War prices could add at least 5 points of inflation in 2022

War prices could add at least 5 points of inflation in 2022

In the same line, Guido Lawrence, director of LCG, assured that the projections for 2022 are 60%, when in January they were 55%. In any case, he anticipated that it may not be the final number: “In February we changed to 60%, but today we do not have a number, what if we know that this is the floor, when before it could be the point estimate”. The variables that will be followed to see the impact on their projections will be the price of food, fuel, the evolution of the exchange rate and wages.

Meanwhile, Analytica also has a projection of 61% for 2022. The data considers “a jump in inflation in March, and a high percentage for April,” he said. Claudio Caprarulo, Director of Analytics. Going forward, they could recalibrate projections “based on the government’s comprehensive reaction,” he added.

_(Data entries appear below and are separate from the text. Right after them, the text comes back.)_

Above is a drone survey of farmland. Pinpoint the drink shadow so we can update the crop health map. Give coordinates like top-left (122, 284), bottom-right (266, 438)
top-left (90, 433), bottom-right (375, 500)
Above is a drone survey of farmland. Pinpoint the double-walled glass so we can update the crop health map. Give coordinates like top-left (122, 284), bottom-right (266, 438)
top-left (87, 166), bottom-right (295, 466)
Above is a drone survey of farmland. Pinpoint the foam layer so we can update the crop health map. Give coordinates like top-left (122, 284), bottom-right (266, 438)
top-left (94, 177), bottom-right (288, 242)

“We expected an acceleration of inflation in the first months of the year, due to the change in the devaluation pattern, but in January and February seasonal and food prices rose above what we projected. And to that we must add the impact of the war that will be felt in March”, he anticipated. Caprarulo highlighted the international shock: “The challenge is how the economic program manages to adapt to an environment where the IMF is already talking about lower growth with inflation accelerating in the world.”

Impact of measures

In the 2022 budget, prepared by the Ministry of Economy, inflation was expected at a 33%. Starting in January, the government recalibrated and from then on began to talk about the 40%, to give a guideline to joint negotiations. In the memorandum agreed with the IMF, a range is estimated between 38-48%which for now holds.

At this week’s conference of the Minister of Productive Development, Matías Kulfas, Ámbito asked if international war prices could have an impact on higher inflation by 2022. “It is what we want to avoid,” Kulfas replied, and assured that the package of measures announced seeks to “stabilize”. “The measures we take will aim to resolve the uncertainty, curb inertia and generate a compensatory mechanism to raise costs. The short-term objective is to stabilize inflationand dissipated the international scenario, if return to the downward path of inflation, “explained the minister.

In any case, economic analysts describe that the measures could have a “partial compensation”, but not total, according to Nicolás Pertierra, chief economist of CESO. Although he said that today it is “difficult to put a ceiling number, because it depends on the size of the international shock and the effectiveness of the measures,” he doubts that it can be higher than the 65%.

Along the same lines, Eva Sacco, a magister in economic development, ruled out that hyperinflation could be triggered, but also spoke of 60% as a “floor”. The CEPA center, which integrates, projected in January 50-55%. According to her, she analyzed, if March returns to be high as expected, at 4.7% like February, and then prices “stabilize”, accumulated inflation will be in 58% per year. “This is if the commodity problem is solved and we don’t have more impulses for the rest of the year”, he analyzed.

The Government relies on the IMF to help lower inflation: “It will provide certainty and strengthen the Central Bank’s reserves,” Kulfas assured. In addition, they expect a moderation due to the decrease in monetary issue, the lower fiscal deficit, and the higher interest rates of the Central Bank. According to a report by the consulting firm PxQ, based on the credits signed between Argentina and the IMF, inflation accelerated during the year after the agreements were signed.